What would the case of OpenAI look like in court?
An OpenAI spokesperson denies forcing a reversal of the ChatGPT demo due to the voice of Scarlett Johansson
Johansson’s statement, relayed to WIRED by her publicist, claims that OpenAI CEO Sam Altman asked her last September to provide ChatGPT’s new voice but that she declined. She describes being astounded to see the company demo a new voice for ChatGPT last week that sounded like her anyway.
On Monday, Johansson issued a statement claiming to have forced that reversal, after her lawyers demanded OpenAI clarify how the new voice was created.
“When I heard the release demo I was shocked, angered, and in disbelief that Mr. Altman would pursue a voice that sounded so eerily similar to mine that my closest friends and news outlets could not tell the difference,” the statement reads. It notes that Altman appeared to encourage the world to connect the demo with Johansson’s performance by tweeting out “her,” in reference to the movie, on May 13.
“The voice of Sky is not Scarlett Johansson’s, and it was never intended to resemble hers,” Sam Altman said in a statement provided by OpenAI. He said the actor who was behind Sky’s voice was hired before the company talked to them. “Out of respect for Ms. Johansson, we have paused using Sky’s voice in our products. We are sorry to Ms. Johansson that we didn’t communicate better.”
The dispute with OpenAI drew notice, as the company is involved in a number of lawsuits. The company is accused of breaching their copyrights by using creative work to train the artificial intelligence models. It is not possible for one to copyright a voice, so it is unlikely that the law would play a part for Johansson. “It would be right of publicity,” says Brian L. Frye, a professor at the University of Kentucky’s College of Law focusing on intellectual property. She wouldn’t have any other claims.
Generative AI has made it much easier to create realistic synthetic voices, creating new opportunities and threats. In January, voters in New Hampshire were bombarded with robocalls featuring a deepfaked voice message from Joe Biden. In March, OpenAI said it had developed a technology that could clone a voice in a 15-second clip, but it would not be released because of how it might be used.

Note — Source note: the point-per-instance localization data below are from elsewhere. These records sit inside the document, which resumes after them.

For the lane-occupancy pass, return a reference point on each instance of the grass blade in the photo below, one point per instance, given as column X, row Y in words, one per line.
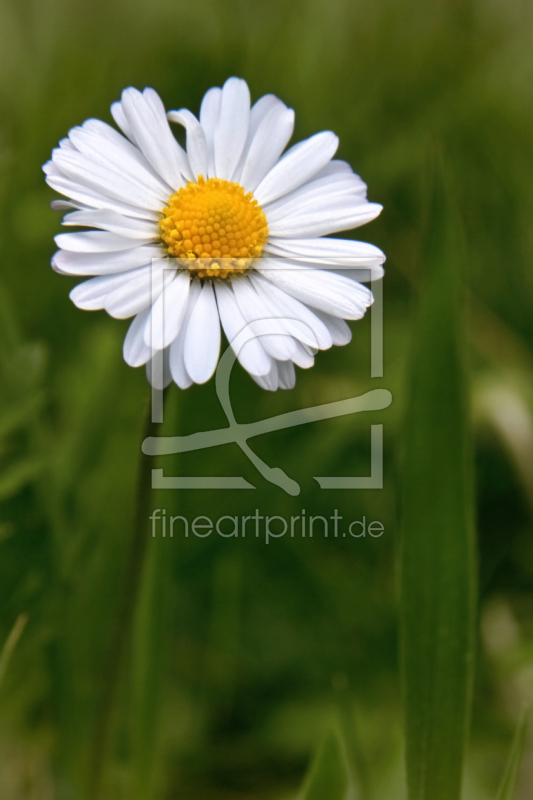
column 328, row 777
column 11, row 642
column 438, row 565
column 150, row 636
column 510, row 778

Replicating voice, name, and likeness: a comment by Pattrola Albers on California’s right to publicity laws
Purvi Pattrola Albers says there are a few courses of actions she can take, but that case law supports her position.
Albers says that Johansson and other celebrities can invoke right to publicity laws, which protect identifying features of a person from being used without their permission. “If you misappropriate someone’s name, likeness, or voice, you could be violating their right to publicity,” Albers says.

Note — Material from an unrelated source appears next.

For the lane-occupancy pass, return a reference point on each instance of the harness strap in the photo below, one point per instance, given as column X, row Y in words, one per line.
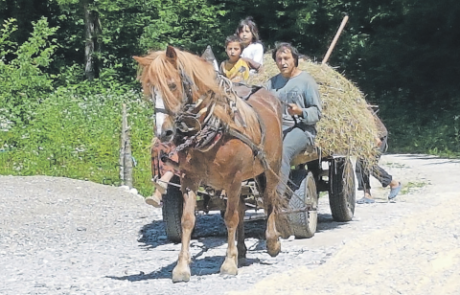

“The Ninth Circuit held that a celebrity with a distinctive voice could recover against someone who used a voice impersonator to create the impression that the celebrity had endorsed the product or was speaking in the advertisement,” Mammen says.

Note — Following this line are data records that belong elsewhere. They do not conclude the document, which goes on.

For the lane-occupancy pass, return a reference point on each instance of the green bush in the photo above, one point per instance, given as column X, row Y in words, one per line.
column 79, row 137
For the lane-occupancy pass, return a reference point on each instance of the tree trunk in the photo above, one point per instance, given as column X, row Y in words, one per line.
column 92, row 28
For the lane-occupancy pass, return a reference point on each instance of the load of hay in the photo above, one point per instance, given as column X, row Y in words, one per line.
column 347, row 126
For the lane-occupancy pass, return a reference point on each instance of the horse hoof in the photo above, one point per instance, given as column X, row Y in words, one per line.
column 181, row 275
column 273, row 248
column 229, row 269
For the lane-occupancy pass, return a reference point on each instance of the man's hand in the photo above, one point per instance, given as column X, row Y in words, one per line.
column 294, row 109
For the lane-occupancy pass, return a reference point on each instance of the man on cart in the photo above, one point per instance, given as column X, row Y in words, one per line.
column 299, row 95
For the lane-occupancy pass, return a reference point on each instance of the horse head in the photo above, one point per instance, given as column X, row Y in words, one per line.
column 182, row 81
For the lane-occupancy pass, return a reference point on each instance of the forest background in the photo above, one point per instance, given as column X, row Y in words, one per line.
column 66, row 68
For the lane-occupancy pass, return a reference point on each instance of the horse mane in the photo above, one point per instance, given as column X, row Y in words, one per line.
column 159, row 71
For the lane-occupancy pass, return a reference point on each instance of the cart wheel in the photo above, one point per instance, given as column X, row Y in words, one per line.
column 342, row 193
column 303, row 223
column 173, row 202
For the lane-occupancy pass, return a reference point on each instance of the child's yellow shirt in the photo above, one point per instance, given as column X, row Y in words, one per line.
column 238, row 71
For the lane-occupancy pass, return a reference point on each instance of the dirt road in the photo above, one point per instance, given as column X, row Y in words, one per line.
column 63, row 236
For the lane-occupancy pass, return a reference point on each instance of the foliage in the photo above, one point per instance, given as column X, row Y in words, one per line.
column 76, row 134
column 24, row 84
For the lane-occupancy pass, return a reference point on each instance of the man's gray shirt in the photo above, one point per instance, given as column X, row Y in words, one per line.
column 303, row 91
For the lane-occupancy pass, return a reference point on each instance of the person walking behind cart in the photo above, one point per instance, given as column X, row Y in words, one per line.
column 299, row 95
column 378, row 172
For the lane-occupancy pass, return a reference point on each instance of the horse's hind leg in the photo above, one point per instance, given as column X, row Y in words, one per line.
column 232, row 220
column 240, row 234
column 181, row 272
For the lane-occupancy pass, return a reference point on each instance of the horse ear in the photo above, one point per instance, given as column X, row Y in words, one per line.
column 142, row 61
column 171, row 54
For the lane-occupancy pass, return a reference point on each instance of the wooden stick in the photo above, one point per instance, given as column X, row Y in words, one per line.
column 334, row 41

It’s difficult because there’s no federal right to publicity laws and not all states have one on the books. New York has a likeness law that allows individual’s to control the commercial use of their signature, picture, voice, and even their name. This right extends to a deceased person, whose estate must give prior consent for the use of a computer-generated replica. California, where OpenAI is headquartered, does not mention using digital replicas like AI-generated voices in its law. But California protects a living person’s voice from being used in commercial activities without consent. It says use of a person’s “identity” includes a voice, face, or name.